The occupiers got increasingly panicky about eviction. There were several predawn false alarms. Sleep deprived, tempers started to fray. Groups had formed around different houses; some wanted to strengthen their fortifications in case of an eviction attempt; others thought this would create a bad impression. As a result, when Mallory’s men did attack, some places were much better barricaded than others. There were more than a hundred bailiffs.
Only three houses held out; by the time we heard about it, the families occupying the others were already back in their hostels.
The occupiers were terrified. One by one, over the next two days, the remaining homeless families dropped out. After that very few of the activists were prepared to carry on. The moderate faction, led by the Ellises, felt that without the families, it had become meaningless. This was when the Thirteen collective decided to move to Sylvan Close. We announced that we intended to hold the last three houses, whatever happened. We would make Sylvan Close the site of an open confrontation with the State.
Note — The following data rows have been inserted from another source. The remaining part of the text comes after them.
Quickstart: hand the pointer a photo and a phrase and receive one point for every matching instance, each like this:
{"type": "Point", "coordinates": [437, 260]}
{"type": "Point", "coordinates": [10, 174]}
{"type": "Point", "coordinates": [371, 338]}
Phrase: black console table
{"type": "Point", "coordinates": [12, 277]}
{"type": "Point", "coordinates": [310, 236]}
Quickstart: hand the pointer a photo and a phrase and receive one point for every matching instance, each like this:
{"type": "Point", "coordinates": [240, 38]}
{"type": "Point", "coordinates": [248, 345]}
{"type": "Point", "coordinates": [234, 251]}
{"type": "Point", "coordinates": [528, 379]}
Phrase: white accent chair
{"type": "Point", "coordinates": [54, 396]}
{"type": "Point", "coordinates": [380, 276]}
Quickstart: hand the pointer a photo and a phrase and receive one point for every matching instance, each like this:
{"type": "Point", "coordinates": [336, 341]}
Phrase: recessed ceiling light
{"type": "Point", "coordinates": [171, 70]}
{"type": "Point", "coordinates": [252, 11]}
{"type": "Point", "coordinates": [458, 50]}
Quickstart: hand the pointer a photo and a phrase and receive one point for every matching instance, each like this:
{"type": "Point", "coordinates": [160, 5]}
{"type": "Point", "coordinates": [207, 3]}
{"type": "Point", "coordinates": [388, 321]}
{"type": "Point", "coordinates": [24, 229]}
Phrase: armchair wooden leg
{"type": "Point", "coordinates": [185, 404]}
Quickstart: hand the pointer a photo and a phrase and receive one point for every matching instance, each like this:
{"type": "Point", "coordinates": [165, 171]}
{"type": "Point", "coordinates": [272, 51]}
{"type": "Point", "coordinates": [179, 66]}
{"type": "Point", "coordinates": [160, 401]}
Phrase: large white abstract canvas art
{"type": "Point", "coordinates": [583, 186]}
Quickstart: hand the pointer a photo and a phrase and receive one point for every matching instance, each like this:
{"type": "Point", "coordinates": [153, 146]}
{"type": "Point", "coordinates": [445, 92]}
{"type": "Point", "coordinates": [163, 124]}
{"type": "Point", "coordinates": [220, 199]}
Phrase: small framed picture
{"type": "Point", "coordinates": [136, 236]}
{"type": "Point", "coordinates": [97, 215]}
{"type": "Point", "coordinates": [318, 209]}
If I say that for me the moon landing didn’t happen, I don’t mean I believe the conspiracy theories — the studio in Burbank, the misaligned shadows, or the unaccountably waving flags — just that the spasm of technocratic pride that apparently shuddered through the television-watching world didn’t penetrate the walls of the barricaded terraced house where I spent most of that month. As Neil Armstrong fumbled his prescripted line, I was on guard duty, blearily watching the street.
Mallory’s thugs left us alone for more than a week. Early one morning I was asleep upstairs in number thirty when I heard noise outside. I poked my head out of the window and saw men in army-surplus tin hats smashing windows and pushing ladders up against walls. In the middle of the street was Mallory, a stocky man in a sheepskin coat directing operations like a general at a siege. At the end of the road stood half a dozen policemen, observing.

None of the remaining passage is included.